Showing posts with label sea. Show all posts
Showing posts with label sea. Show all posts

Monday 21 April 2008

Centre of Europe 2

One of the things that strikes me here in South Bohemia is how differently one feels about going abroad. Here it is about 30 minutes' drive to Austria and Germany. Local people go shopping in Linz and the Austrians return the favour. This must make all sorts of differences to how one feels about one's own and other countries. Here we sit in the middle of Europe as I said, joined on every side to larger and often more powerful countries. It makes the perfect base to explore Europe from, but in order to do that one has to go through someone else's country, and that country will be another European country.

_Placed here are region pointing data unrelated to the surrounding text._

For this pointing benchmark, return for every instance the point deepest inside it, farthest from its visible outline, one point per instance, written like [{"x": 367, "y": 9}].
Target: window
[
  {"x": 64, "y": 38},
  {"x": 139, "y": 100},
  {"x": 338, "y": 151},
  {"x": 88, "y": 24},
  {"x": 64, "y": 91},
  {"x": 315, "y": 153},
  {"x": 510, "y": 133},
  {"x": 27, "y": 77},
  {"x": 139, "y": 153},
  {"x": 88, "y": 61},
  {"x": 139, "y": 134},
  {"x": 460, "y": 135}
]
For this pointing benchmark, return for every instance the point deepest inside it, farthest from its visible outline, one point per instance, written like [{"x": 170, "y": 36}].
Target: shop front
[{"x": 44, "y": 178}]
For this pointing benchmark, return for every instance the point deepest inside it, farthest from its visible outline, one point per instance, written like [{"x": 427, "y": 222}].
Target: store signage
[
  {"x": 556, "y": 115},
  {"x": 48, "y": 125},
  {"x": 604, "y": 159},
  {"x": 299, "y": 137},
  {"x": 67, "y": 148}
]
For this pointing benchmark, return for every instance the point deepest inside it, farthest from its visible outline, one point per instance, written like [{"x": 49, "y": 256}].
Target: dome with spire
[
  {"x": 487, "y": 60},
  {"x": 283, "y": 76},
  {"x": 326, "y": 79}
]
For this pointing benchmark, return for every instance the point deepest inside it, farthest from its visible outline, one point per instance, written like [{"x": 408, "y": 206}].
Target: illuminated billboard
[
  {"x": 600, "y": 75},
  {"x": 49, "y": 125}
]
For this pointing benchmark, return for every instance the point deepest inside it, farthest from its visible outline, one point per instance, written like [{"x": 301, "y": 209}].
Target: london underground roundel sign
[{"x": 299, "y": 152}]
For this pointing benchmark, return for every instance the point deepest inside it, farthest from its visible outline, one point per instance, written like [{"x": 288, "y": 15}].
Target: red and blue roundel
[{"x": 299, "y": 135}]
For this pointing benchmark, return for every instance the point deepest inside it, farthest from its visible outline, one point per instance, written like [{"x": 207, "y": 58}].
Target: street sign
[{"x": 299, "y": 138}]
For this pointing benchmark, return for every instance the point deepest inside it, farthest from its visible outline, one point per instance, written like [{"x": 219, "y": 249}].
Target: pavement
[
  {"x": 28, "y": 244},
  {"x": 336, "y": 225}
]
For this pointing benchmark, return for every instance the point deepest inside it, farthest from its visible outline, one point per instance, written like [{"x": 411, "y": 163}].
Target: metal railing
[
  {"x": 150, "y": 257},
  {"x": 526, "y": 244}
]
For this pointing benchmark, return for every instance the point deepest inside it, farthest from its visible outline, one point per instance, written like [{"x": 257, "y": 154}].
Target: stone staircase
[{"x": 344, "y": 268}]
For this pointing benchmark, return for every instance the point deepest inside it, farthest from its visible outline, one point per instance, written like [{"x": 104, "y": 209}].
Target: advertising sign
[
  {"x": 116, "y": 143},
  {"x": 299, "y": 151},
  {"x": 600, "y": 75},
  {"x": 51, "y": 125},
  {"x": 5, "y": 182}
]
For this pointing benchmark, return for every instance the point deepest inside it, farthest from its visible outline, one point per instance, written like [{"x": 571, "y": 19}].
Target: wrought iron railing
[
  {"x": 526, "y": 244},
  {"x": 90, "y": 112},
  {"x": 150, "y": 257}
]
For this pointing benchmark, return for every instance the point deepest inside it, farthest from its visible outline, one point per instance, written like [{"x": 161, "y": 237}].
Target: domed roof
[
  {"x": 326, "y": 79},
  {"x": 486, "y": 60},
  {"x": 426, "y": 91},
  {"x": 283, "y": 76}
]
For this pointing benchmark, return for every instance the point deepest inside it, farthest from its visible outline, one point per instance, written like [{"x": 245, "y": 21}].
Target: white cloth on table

How very different to being British. It is not surprising that the Brits cannot see why the Czechs are so obsessed with being central Europeans and so commit the gaff I referred to in my previous post. We Brits are definitely not at the centre of Europe and are proudly geographically and mentally independent of the continent. Indeed our attitude towards Europe is extremely ambiguous at best. How different is our attitude to our border – in the UK if we want to go abroad we must cross the sea. When I stand on a British beach looking out, I am always aware that the world's doorstep lies lapping at my feet. Our boundary extends to every continent in the world; we need no permission to cross our neighbour's land first. The Czechs are obsessed with the embrace of the mysterious forest, a place of tales, fears and treasures, the Brits by the the expansive sea, dangerous, full of beauty and endless opportunity.

Monday 10 September 2007

Seashells in the Czech Republic


As you may recall in an earlier post as part of my decorations for our Czech house I brought over some seashells collected on a beach in Kent. I thought they would be very English objects for my Czech home, a bit of the seaside in landlocked central Europe. I very carefully washed them (so as not to smell) and placed them in a bowl of tap water on the windowsill, thus showing off their colours and patterns. There they sat for a few weeks; they sit there no longer.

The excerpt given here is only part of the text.